Casumo hit with €310,000 Dutch penalty
Operator fined under prioritisation criteria
Online casino operator Casumo has been fined €310,000 by the Dutch Gambling Authority (KSA) for offering unlicensed egaming services to Dutch citizens.
The operator was fined after investigators found it had allowed players from the Netherlands to access a version of its site “for a certain period of time”.
In addition, the site offered the online payment service iDeal as one of its payment methods, while further investigations revealed that questions being entered on its live chat service were being answered in Dutch.
Both individual discoveries fall foul of the so-called “prioritisation criteria”. The criteria also includes rules prohibiting the use of a .nl web domain and Dutch symbols including tulips and windmills.

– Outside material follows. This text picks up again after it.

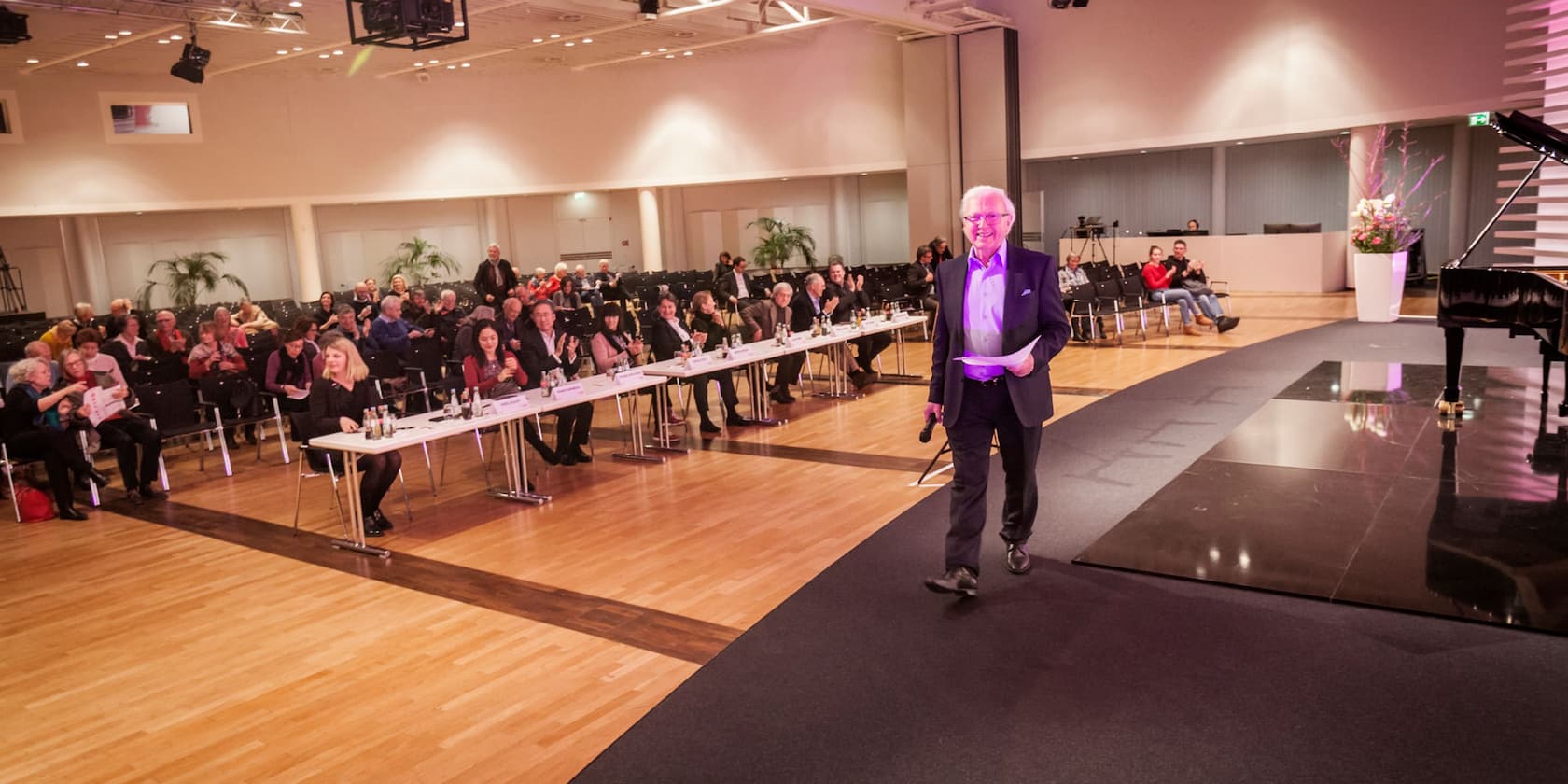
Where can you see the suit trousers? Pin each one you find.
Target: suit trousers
(987, 410)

Any online gambling site which is found to meet one or all of these criteria can be investigated by Dutch regulators, with any confirmed violations being subject to a regulatory fine.

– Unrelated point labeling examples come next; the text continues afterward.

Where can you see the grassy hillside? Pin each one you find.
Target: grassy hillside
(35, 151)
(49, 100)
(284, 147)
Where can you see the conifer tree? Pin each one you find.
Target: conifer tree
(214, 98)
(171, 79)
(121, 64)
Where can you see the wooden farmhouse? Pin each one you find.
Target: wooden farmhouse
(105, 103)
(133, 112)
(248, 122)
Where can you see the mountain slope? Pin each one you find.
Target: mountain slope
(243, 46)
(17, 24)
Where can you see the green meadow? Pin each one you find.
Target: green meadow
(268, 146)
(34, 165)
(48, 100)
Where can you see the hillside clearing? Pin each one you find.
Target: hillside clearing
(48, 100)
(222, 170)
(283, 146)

A spokesperson for Casumo said it would immediately pay the fine but would “contest the fine on various grounds using the avenues of appeal available”.
This penalty raises questions about the operator’s Dutch ambitions, as both the KSA and the Dutch government have said any operator who receives a fine or operates in an “unreliable” way will not be able to immediately apply for a Dutch online gambling licence, under the new Dutch Remote Gambling Act.
Any operator who meets these factors will not be able to apply for a licence for a two-year “cooling off” period, unless they can demonstrate their reliability over the intervening period.
The fine is Casumo’s second in the space of six months following a £5.85m UK penalty package agreed in November, after investigators discovered failings in its social responsibility and anti-money laundering procedures.